- Born: London
- Occupations: Writer, marketer
- Writing career
- Subjects: Martial arts, travel, history, fiction
- Website: www.nickhurst.co.uk

= Nick Hurst =

English writer

Nick Hurst is an English writer who in 2012 published his first book Sugong: The Life of a Shaolin Grandmaster.

Hurst was born and grew up in London where he began Shaolin kung fu. Having gained a black belt he gave up a job in advertising and went to train with his grandmaster Sugong in Malaysia aged 30.

He was faced with a daunting prospect as his grandmaster had a reputation as an extremely short-tempered man with fearsome martial arts abilities and a background of run-ins with gangsters. Furthermore, Hurst had not received any assurances Sugong would teach him before he left.

Hurst was allowed to train under Sugong and eventually wrote his book about him. This was an undertaking complicated by Sugong's temperamental character which saw Hurst and his translator suffer numerous verbal onslaughts.

Hurst studied at the University of Sheffield and academics from their School of East Asian Studies assisted him to ensure the historical accuracy of his book.

It has been described as 'part biography, part social history, part memoir' and received positive reviews.

Hurst's second book Falling From the Floating World was published in 2019.

Despite being a thriller set in modern-day Tokyo, a twist in the plot meant it was illustrated with Japanese ukiyo-e woodblock prints sourced from museums across the world.

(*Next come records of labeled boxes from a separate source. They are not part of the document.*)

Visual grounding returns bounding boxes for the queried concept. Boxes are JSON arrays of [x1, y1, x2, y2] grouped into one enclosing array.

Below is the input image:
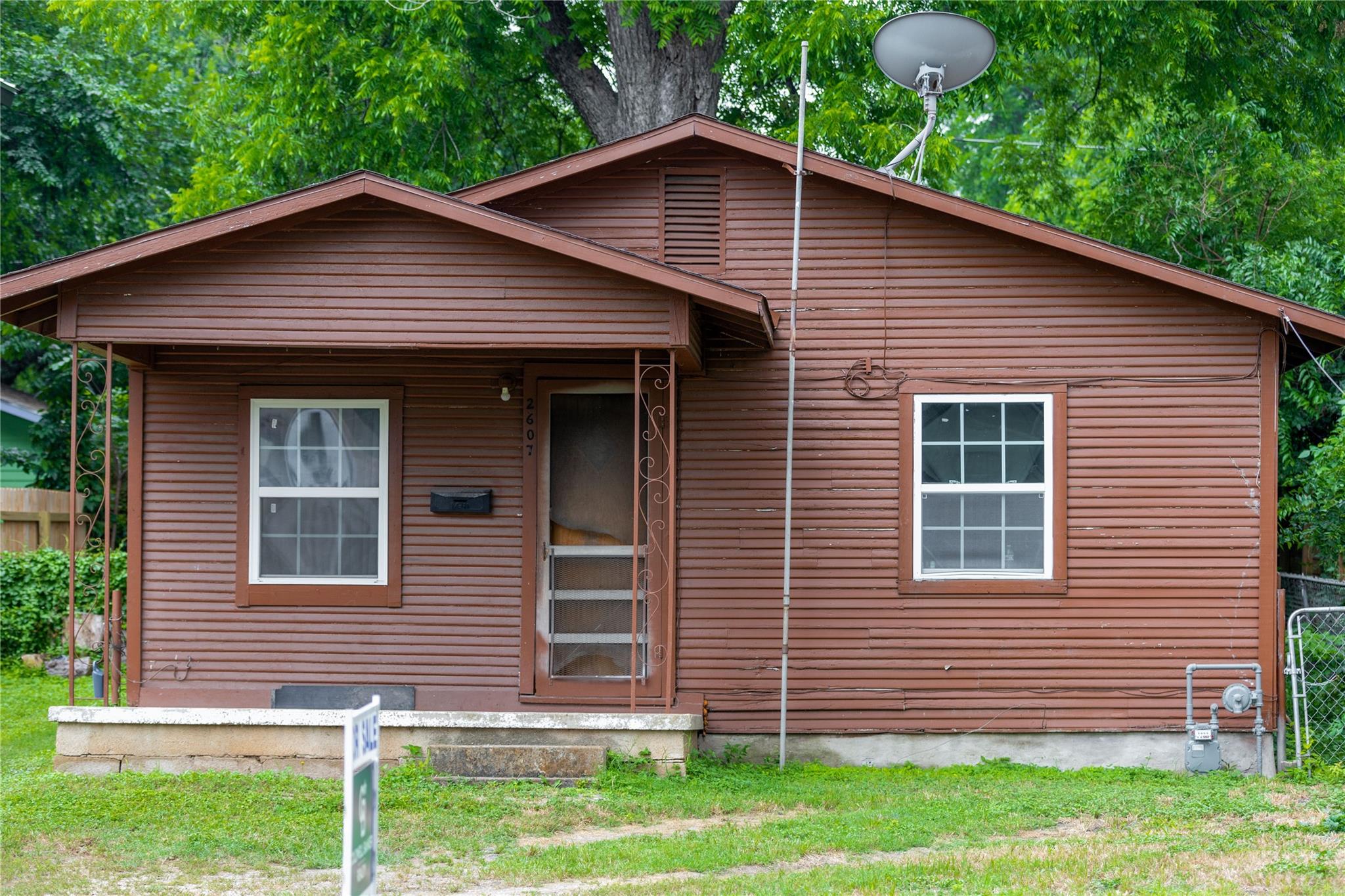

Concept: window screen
[[915, 395, 1052, 578], [252, 400, 387, 584]]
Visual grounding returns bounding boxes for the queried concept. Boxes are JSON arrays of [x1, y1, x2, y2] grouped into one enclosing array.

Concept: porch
[[49, 706, 702, 779]]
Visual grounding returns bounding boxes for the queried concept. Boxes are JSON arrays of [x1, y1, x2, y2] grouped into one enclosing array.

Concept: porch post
[[100, 343, 111, 706], [631, 349, 640, 712], [663, 351, 676, 712], [66, 343, 79, 706]]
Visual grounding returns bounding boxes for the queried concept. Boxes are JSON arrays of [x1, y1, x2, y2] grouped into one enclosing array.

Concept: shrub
[[0, 548, 127, 657]]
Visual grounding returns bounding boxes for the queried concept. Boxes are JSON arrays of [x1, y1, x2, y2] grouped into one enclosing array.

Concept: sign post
[[340, 694, 378, 896]]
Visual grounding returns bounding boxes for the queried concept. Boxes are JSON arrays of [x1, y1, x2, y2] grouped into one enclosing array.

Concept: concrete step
[[428, 744, 607, 780]]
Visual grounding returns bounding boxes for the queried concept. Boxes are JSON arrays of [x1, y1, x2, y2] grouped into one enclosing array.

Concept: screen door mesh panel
[[549, 545, 647, 678]]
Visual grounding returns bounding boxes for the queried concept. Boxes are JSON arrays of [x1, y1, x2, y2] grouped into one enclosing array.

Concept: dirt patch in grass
[[518, 810, 803, 849]]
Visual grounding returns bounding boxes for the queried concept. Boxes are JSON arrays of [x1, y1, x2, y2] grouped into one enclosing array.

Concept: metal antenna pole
[[780, 40, 808, 769]]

In a further departure from convention, Hurst's research into Japanese irezumi tattooing resulted in him getting the same full-back tattoo one of the characters in the story is forced to have. This was done in the traditional hand-poked tebori method by leading Tokyo master Horitoku.

In addition to his books, Hurst has written articles for newspapers and magazines including the Guardian and Time Out.

== Works ==

- Sugong: The Life of a Shaolin Grandmaster (2012), tells the life story of Hurst's kung fu grandmaster, interspersed with Hurst's experiences living in Malaysia to train with him.
- Falling From the Floating World (2019), is a thriller set in Tokyo and features yakuza, corrupt politicians, call-girls and murder.